Wednesday 4 January 2023

Wildlife Review 2022 - Flies

It was a relatively poor year for Diptera with 126 species recorded compared with 140 in 2021, although the total does include 10 new species. The Recording Area audit (including hoverflies, covered tomorrow) currently holds records for 702 species.

Similar to other groups, the dry conditions throughout the year affected the life-cycle of many species. For example, various craneflies and the nationally scarce Ornate Brigadier, that require moist soil conditions, were not recorded this year. 

Several flies are winter active, the bluebottle Calliphora vicina and Yellow Dung-fly Scathaphaga stercoraria could be seen on sunny days in January, but a Downland Bibio B. anglicus on 20th, an exceptionally early date for this spring flying species, it was also a new species for the Recording Area. Other Bibio flies appeared on schedule with Bibio johannis on 17 Mar, Bibio lanigerus on 24th and the larger, more familiar St. Mark's Fly Bibio marci on 24 Apr, numbers of which, although up, remain a fraction of what they once were.
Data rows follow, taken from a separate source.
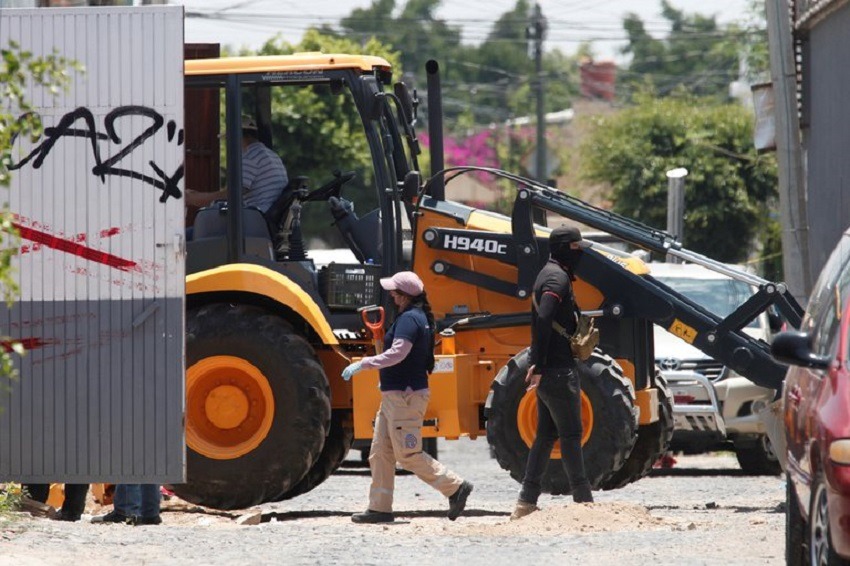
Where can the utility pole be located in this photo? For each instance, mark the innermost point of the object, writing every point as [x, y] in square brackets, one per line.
[676, 206]
[792, 190]
[535, 32]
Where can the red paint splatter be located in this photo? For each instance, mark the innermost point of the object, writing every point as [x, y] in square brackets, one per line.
[72, 247]
[27, 343]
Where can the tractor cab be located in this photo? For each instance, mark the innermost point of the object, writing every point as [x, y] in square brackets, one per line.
[321, 114]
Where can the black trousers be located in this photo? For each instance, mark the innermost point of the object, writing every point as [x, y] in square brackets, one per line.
[558, 418]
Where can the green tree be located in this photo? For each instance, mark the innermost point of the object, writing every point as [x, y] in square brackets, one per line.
[697, 53]
[416, 34]
[728, 184]
[19, 70]
[318, 131]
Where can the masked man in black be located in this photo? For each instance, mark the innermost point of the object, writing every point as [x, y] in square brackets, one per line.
[552, 372]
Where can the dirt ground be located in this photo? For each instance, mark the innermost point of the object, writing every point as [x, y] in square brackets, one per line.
[702, 511]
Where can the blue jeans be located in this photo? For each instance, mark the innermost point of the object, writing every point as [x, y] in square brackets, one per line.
[558, 418]
[137, 500]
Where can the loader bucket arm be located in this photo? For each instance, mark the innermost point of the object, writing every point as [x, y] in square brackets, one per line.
[627, 294]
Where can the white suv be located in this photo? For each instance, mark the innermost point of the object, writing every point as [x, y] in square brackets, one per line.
[714, 408]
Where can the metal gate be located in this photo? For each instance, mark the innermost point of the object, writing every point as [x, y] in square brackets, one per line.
[98, 203]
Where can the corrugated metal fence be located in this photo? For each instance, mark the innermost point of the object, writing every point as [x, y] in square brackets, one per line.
[97, 200]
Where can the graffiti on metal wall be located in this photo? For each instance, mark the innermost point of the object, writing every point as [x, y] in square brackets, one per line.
[111, 165]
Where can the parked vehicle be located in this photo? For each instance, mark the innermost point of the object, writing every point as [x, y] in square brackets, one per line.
[817, 420]
[714, 407]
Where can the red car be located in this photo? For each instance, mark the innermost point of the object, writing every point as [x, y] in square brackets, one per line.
[817, 420]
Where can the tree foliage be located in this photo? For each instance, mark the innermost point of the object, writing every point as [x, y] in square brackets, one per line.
[481, 84]
[698, 53]
[728, 183]
[20, 71]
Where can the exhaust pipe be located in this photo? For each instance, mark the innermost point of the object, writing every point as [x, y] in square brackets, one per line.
[435, 130]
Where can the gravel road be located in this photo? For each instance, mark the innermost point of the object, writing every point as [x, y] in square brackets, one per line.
[702, 511]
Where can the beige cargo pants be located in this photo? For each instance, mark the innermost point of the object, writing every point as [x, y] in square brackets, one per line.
[398, 438]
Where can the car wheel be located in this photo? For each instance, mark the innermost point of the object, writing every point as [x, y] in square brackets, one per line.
[795, 527]
[821, 550]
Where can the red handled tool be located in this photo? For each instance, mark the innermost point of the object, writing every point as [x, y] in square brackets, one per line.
[375, 325]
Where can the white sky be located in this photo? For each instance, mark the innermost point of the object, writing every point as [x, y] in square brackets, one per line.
[251, 22]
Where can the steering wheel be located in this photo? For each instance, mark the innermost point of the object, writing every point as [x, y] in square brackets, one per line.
[332, 188]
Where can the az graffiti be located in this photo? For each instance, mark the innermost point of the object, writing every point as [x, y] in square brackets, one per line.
[110, 166]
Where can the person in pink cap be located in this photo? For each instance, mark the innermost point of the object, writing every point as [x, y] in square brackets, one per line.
[404, 365]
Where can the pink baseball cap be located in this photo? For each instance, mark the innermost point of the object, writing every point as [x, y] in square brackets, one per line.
[405, 281]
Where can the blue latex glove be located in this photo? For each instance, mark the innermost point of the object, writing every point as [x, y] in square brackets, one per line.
[351, 370]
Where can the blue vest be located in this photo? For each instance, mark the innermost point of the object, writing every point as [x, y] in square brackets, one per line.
[411, 325]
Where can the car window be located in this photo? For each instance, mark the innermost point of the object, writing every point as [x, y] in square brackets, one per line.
[823, 296]
[718, 296]
[832, 302]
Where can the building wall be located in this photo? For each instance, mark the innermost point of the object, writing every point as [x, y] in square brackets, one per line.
[827, 139]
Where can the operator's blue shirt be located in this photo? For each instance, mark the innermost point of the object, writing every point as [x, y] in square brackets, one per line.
[410, 325]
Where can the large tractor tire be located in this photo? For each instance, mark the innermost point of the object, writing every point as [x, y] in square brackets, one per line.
[607, 412]
[257, 407]
[652, 441]
[337, 444]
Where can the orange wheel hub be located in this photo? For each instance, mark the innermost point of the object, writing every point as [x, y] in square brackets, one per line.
[527, 421]
[229, 407]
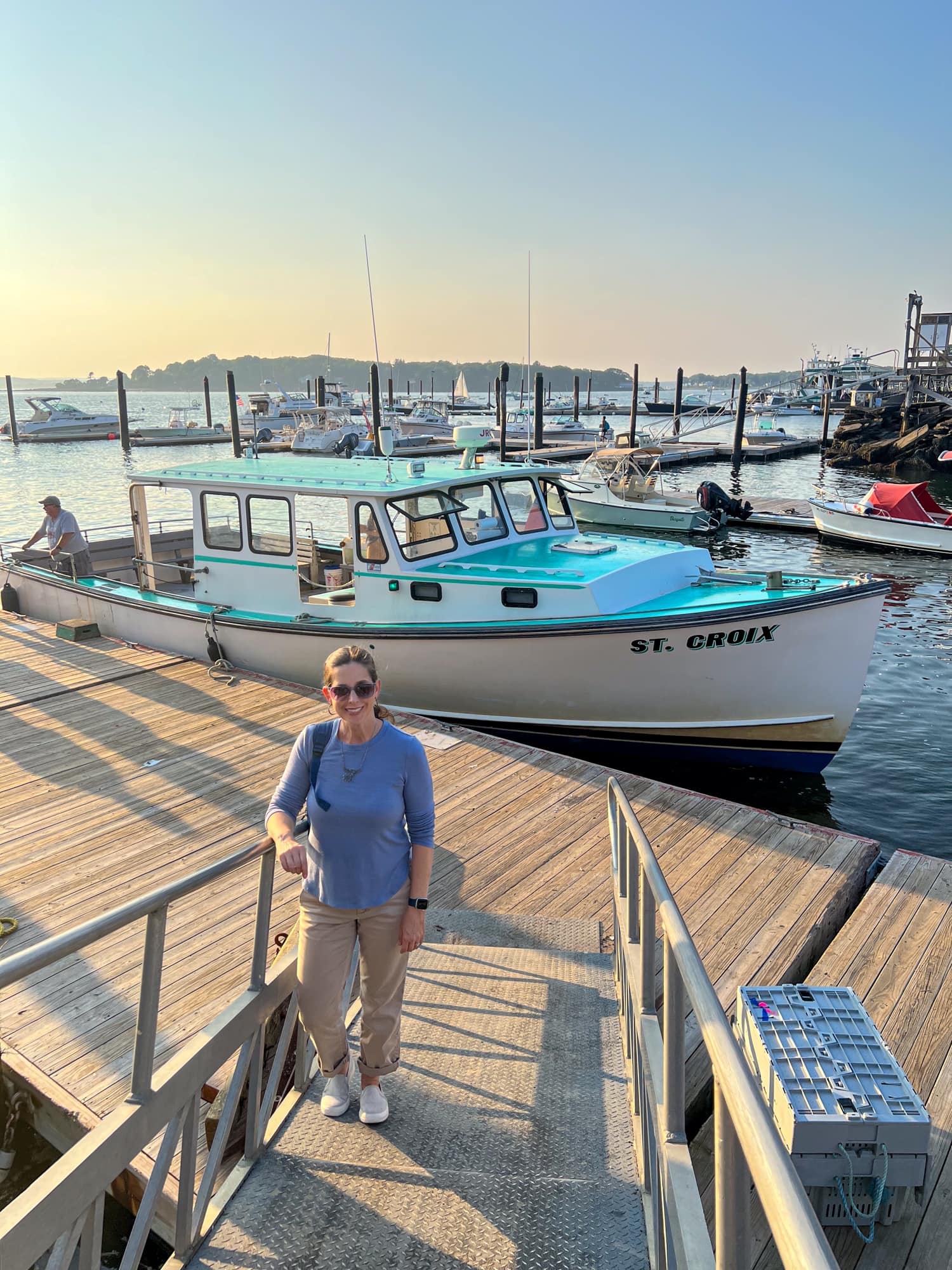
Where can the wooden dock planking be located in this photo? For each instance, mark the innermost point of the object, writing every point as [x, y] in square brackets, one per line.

Calliphora vicina - Alan Keatley

The first cranefly of the year was Limonia nubeculosa on 10 Feb, but only another seven cranefly species, and the phantom cranefly Ptychoptera contaminata, were identified during the year including Tipula lunata on 18 Apr, although common and widespread, a new species for the Warren.  

Tipula lunata - Alan Keatley

On 23 Mar a Yellow-faced Blowfly, or more dramatically the Fly-of-the-dead Cynomya mortuorum was found nectaring on a sallow on Warren Point. A new species for the Recording Area and just the second South Devon (VC3) record. It is so named because the maggots fed on dead animals and was previously considered very useful in the field of forensic science.

Yellow-faced Blowfly Cynomya mortuorum - Alan Keatley

A migrant Locust Blowfly Stomorhina lunata found on 14 Jul, continued a run of sightings in recent years. 

Locust Blowfly Stomorhina lunata - Alan Keatley

Empid or Dagger Flies are typically found in spring nectaring on dandelions and umbellifers. Four species were recorded this year with Empis tessellata from 22 Apr, Empis stercorea and E. trigamma from 19 May and Empis livida from 8 Jun.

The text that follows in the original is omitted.